Internships can be traced back to apprenticeships in the Middle Ages. Internships didn’t become as sought after in the United States until the 1970’s, when there were more college graduates than ever. Though things have become better– we don’t have to pay the company we work for under an internship, as was the case with apprenticeships in the Middle Ages– there is still progress to be made. Interns deserved to be paid because they work as hard, sometimes even harder, than an entry-level position.
Paying interns for their work will help them learn to budget their money. A majority of college students also take out loans to fund their education. Within the United States, there is over $1.71 trillion in student debt.
Yes, the argument can be made that not all college students will utilize money made from an internship towards their education. They may use it for other bills, or it may go back to their families. If an internship is supposed to provide real world experience, why don’t some include payment? In the real world, you do a job and are paid.

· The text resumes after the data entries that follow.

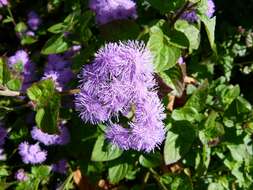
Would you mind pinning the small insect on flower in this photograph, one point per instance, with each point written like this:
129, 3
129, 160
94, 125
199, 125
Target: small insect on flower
121, 77
32, 154
51, 139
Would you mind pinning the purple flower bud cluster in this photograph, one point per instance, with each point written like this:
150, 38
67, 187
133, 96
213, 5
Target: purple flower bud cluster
21, 175
60, 166
3, 3
59, 70
180, 61
51, 139
3, 135
32, 153
191, 15
33, 20
119, 80
20, 63
109, 10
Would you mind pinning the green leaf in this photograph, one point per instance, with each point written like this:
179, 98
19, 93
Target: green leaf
102, 151
191, 32
165, 55
166, 6
56, 44
174, 79
228, 94
212, 128
151, 160
181, 182
178, 142
118, 172
186, 113
120, 30
210, 30
199, 97
47, 101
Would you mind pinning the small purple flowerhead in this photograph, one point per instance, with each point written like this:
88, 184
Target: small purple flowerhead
30, 33
210, 8
60, 167
62, 138
19, 59
108, 85
180, 61
3, 3
33, 20
54, 76
109, 10
32, 154
3, 135
21, 175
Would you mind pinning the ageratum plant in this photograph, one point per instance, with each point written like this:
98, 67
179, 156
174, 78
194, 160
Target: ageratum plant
124, 94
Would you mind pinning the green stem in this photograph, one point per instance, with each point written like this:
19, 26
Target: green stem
68, 181
11, 15
157, 178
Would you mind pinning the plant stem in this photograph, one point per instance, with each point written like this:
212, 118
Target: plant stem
70, 92
11, 15
157, 178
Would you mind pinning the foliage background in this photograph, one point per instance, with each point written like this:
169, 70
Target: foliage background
209, 139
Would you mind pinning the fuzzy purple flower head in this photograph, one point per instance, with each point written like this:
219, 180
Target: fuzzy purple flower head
3, 3
3, 135
33, 20
32, 154
60, 167
62, 138
109, 10
2, 155
120, 80
191, 15
21, 175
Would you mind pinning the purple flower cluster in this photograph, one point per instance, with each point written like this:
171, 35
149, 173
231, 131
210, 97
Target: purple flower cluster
3, 3
32, 153
51, 139
60, 167
109, 10
58, 69
191, 15
119, 80
21, 175
33, 20
3, 135
20, 63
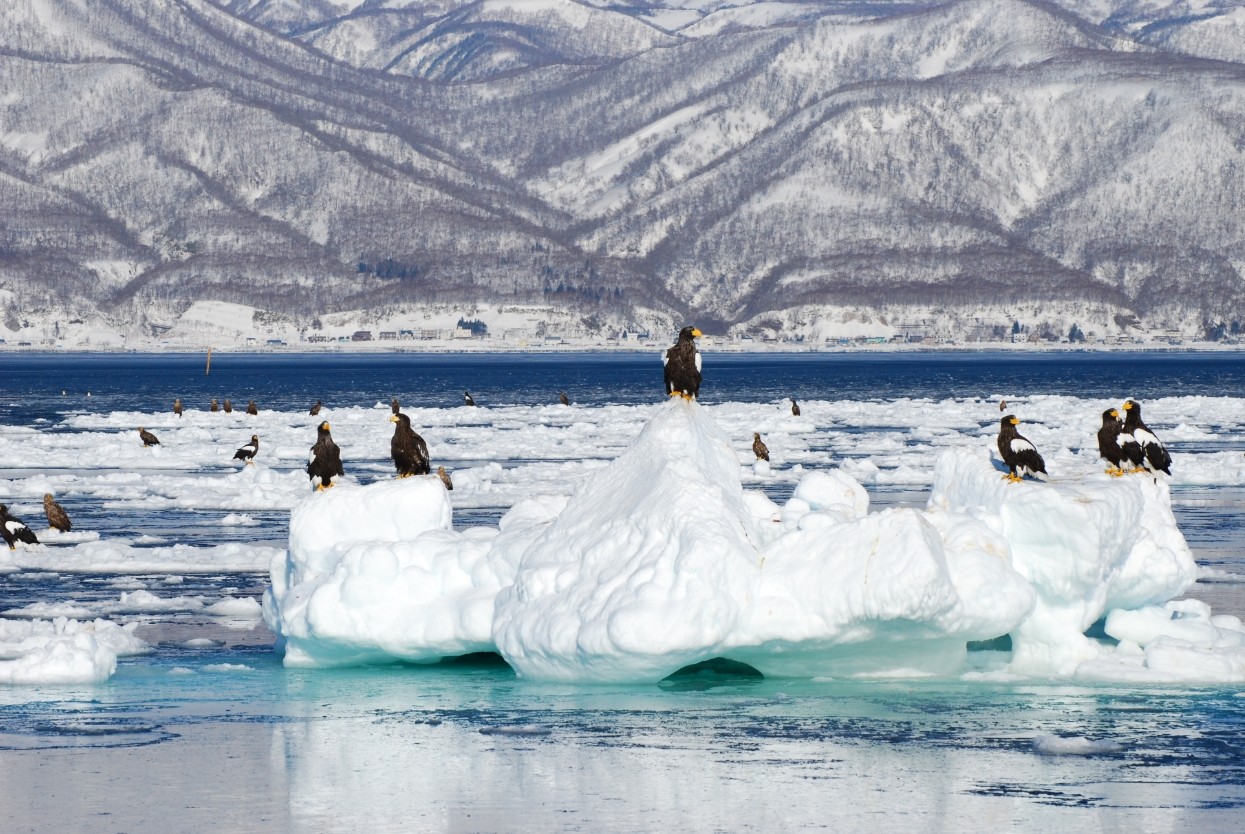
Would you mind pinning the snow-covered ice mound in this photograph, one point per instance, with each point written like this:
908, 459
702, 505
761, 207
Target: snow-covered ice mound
375, 573
662, 559
64, 651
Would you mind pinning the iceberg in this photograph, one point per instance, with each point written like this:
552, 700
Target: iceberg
661, 559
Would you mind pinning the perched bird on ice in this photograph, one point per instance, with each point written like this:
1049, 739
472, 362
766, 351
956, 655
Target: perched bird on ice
1020, 456
56, 515
248, 452
14, 530
324, 462
682, 364
1153, 454
1108, 442
407, 448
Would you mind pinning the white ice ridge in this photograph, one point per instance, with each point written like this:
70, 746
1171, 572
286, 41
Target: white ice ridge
64, 651
662, 559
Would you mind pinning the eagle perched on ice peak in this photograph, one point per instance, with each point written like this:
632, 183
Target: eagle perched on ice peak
682, 365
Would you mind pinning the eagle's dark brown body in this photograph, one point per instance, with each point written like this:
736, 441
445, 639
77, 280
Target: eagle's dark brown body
56, 515
325, 458
682, 365
407, 448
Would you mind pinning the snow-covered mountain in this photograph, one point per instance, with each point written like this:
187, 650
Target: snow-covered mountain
753, 164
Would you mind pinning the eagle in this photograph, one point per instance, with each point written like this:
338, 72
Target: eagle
14, 530
682, 365
1108, 442
1153, 454
56, 515
324, 462
247, 453
407, 448
1020, 456
758, 447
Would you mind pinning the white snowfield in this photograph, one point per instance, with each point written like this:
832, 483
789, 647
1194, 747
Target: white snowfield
661, 559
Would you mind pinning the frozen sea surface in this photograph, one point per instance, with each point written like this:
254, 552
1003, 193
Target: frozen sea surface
208, 731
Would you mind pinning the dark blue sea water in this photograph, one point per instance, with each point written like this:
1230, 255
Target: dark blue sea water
222, 737
31, 385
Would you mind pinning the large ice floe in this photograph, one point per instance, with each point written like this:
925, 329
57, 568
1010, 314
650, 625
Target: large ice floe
661, 559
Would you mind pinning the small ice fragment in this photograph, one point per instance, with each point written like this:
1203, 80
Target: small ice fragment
1073, 746
516, 730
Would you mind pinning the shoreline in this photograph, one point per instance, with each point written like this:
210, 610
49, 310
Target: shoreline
484, 347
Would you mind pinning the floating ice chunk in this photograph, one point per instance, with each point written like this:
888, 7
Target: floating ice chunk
645, 570
1086, 545
1075, 746
376, 574
64, 651
516, 730
235, 606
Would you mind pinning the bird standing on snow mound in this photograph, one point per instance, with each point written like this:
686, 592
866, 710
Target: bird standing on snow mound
407, 448
324, 462
1020, 456
1153, 454
682, 365
1108, 442
56, 515
14, 530
248, 452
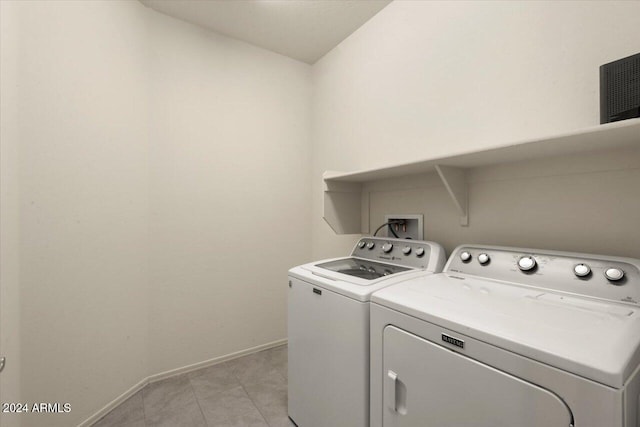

Even seasonal and temporary workers are awarded payment, so why are there still unpaid internships?
Petitions have been made, including Pay The Interns, to advocate for the end of unpaid internships. According to the website, the cost for a student doing an unpaid internship is around $6,800– and only 63% of students who partake in an internship land a job. If companies want the best, qualified candidates to apply for their internships, then they have to include payment. It will also make interns take their role more seriously, as they will feel like they are on the team. It will also make them feel valued, which in turn will encourage them to work harder.
That being said, things are beginning to look up. In a report by the National Association of Colleges and Employers (NACE), it was found that students participating in unpaid internships now account for 43% of internships, a drop compared to 50% of internships in 2012. While things are going in a positive direction, we must remain diligent in demanding interns be paid.
Internships are meant to provide real world experience. However, in some internships, the real-world experience of being paid for your work is missing. Interns should be paid because the work they do is comparable to an entry level job, it’ll help them earn money to pay off student loan debt, and it’ll make them take the role more seriously.